Biznesmen Marek F. – jedyny skazany w aferze podsłuchowej – jest poszukiwany przez policję. Miał pojawić się w zakładzie karnym w celu odbycia kary 2,5 roku więzienia, jednak nie stawił się w terminie. Obrońca Marka F. nie ujawnia miejsca jego pobytu. Marek Małecki zgodził się jednak na krótki komentarz dla Radia Zet.
– Stan jego zdrowia w ciągu ostatnich dwóch latach stale się pogarszał, co potwierdzały wyniki badań lekarskich. Nie mogę wykluczyć, że obecnie Marek F. może nie być świadomym tego, że został wezwany do odbycia kary – przyznał w rozmowie z dziennikarzami.
Mariusz Gierszewski z Radia Zet za pośrednictwem Twittera zasugerował, że Marek F. może przebywać w szpitalu psychiatrycznym. Swoje podejrzenia oparł o słowa wypowiedziane przez Marka Małeckiego.
„Afera taśmowa”
W czerwcu 2014 roku we „Wprost" ujawniono sześć nagrań, których dokonano w dwóch warszawskich restauracjach – Amber Room oraz Sowa&Przyjaciele. Były to m.in. stenogramy i nagrania rozmów szefa MSW, prezesa Banku Centralnego, byłego ministra transportu oraz Jana Vincenta-Rostowskiego z Radosławem Sikorskim. Do redakcji „Wprost" docierały też wiadomości o kolejnych taśmach. Nagrane miało zostać spotkanie wicepremier Elżbiety Bieńkowskiej z szefem CBA Pawłem Wojtunikiem, do którego doszło na początku czerwca.
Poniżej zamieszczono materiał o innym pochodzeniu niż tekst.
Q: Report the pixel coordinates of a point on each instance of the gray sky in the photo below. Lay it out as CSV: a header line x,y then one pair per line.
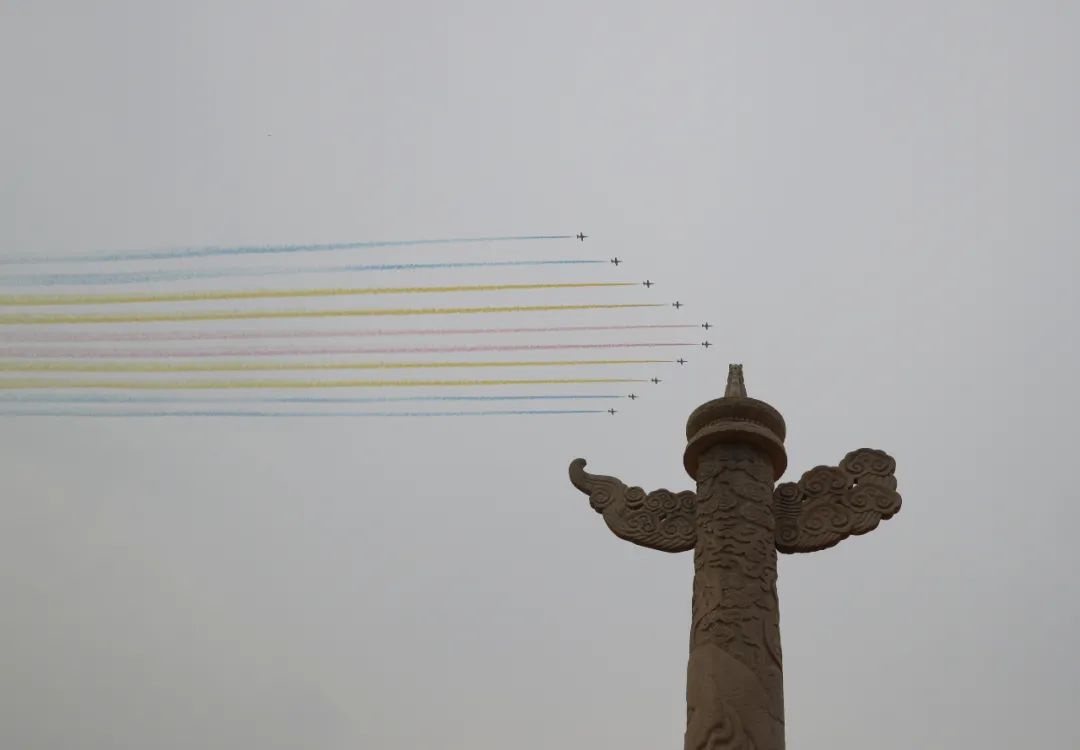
x,y
874,202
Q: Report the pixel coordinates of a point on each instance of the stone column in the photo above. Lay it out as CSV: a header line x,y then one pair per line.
x,y
734,678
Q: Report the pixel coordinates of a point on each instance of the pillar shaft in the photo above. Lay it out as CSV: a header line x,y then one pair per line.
x,y
734,679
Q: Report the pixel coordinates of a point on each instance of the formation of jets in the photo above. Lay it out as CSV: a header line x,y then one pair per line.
x,y
648,283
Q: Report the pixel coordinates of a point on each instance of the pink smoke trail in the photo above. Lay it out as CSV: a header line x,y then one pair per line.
x,y
49,336
257,351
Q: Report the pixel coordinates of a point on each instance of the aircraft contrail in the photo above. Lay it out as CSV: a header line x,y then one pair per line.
x,y
214,413
265,351
55,299
63,366
262,250
22,397
63,384
32,319
51,336
162,276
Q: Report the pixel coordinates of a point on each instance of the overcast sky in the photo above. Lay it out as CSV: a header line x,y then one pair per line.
x,y
875,204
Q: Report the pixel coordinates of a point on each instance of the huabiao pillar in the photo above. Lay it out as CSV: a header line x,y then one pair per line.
x,y
736,523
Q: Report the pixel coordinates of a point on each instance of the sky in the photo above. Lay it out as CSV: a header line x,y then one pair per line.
x,y
875,205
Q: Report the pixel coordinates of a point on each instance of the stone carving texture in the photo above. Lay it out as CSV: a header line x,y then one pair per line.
x,y
829,504
734,680
660,520
736,523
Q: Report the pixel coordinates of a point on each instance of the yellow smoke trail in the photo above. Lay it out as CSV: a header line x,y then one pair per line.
x,y
50,366
214,385
46,319
41,299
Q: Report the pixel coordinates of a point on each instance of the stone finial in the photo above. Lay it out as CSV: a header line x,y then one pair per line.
x,y
737,388
736,418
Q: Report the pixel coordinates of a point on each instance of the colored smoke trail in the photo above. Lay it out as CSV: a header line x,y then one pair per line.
x,y
261,351
24,398
45,384
53,299
36,366
162,276
264,250
49,336
58,319
213,413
Po kilku miesiącach okazało się, że istnieje więcej nagrań. Kelnerzy Łukasz N. i Konrad L. powiedzieli prokuratorom, że istniało nagranie rozmowy Aleksandra Kwaśniewskiego i Leszka Millera oraz wiele innych.
Po publikacji materiałów przez tygodnik „Wprost”, 16 czerwca do redakcji dwukrotnie wkroczyła Agencja Bezpieczeństwa Wewnętrznego.
Teksty dotyczące afery taśmowej można znaleźć na stronie Wprost.pl: Handel głową Rostowskiego, Afera podsłuchowa i Rozmowa Nowaka. "Wsadzą mnie do więzienia, k***". Taśmy z posłuchów publikował także m.in. tygodnik „Do Rzeczy" oraz Telewizja Republika.